2021年1月12日火曜日

『アンナチュラル』と『MIU404』。概ね満足だが、両作品に共通する「気に入らない点」がひとつだけある。

2021年1月12日 火曜日/晴れ

『Ms igLoo』の第2部の第1話だけが好い理由の一つが分かった。敵である連邦側にセリフが一切ないからだ。他のエピソードは、GMやボールが、さも敵役風に、戦場チンピラ的な嫌なセリフを吐く。それが、安っぽさを助長する。



昨日も書いたが、『アンナチュラル』と『MIU404』を並行して、毎日1話ずつ面白く見ている。概ね満足だが、両作品に共通する「気に入らない点」がひとつだけある。それは「男の登場人物のキレ方」だ。はっきりと違和感がある。特定の登場人物のキレ方ではなく、男の登場人物全般のキレ方が、なにかヘン。わざとらしいというか、とってつけたようなというか。音楽に喩えると、すごーくいい演奏の途中で一瞬和声がおかしいとかリズムが狂うとか、そういう「ん?」な感じ。


具体的に思い出せるところだと、『アンナチュラル』では、末次という雑誌編集長(?)が六郎を怒鳴りつける場面がそう。『MIU』だと、第1話で志摩が、緊急配備をしようと言う伊吹を怒鳴りつける場面と、第4話で、今度は、犯人に拳銃を突きつけられた志摩がとった態度に対して、伊吹が志摩を怒鳴りつける場面。


どの場面も実際は単に「相手を突然大声で怒鳴りつけている」だけだが、場面的にはそれぞれのキャラが、所謂「キレて」、そうしているように思える。だから違和感がある。


なぜなら「キレる」と「怒鳴る」は種類の違うものだから。もっと厳密に言うと、「キレる」というのは、一瞬といえども「相手に本心をさらけ出す」ということ。一方「怒鳴る」は、必ずしも本心をさらけ出す必要はない。キレたら必ず怒鳴るわけではないし、怒鳴っているからと言って必ずしもキレているわけではない。むしろ、男が怒鳴っている場合、その男は大抵キレてない。

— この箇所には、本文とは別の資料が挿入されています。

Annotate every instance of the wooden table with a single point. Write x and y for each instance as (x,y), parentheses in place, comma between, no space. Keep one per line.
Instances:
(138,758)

もっと言ってしまえば、男の「怒鳴る」は、女の「泣く」に近い。女が本当に悲しいときには「泣かない」ように、男は本当に怒っている(キレてる)ときには「怒鳴らない」。


だから違和感なのだ。男の登場人物がキレた(本心から怒っている)ということを表現したいはずの場面で、その男の登場人物に安易に怒鳴らせてしまうと、その男の登場人物は、実は「キレているふり」をしているだけの、「相手に対して距離をとった人間」か、「キレているつもりになっている」薄っぺらい人間の、どっちかに見えてしまいがちで、むしろ「本気で怒っている=相手に本音でぶつかっている」とは逆の印象を与えてしまう。大事な場面なのに。


念のために付け足しておくと、「怒鳴る」と「熱が入って、声が大きくなる」は全く別物だから。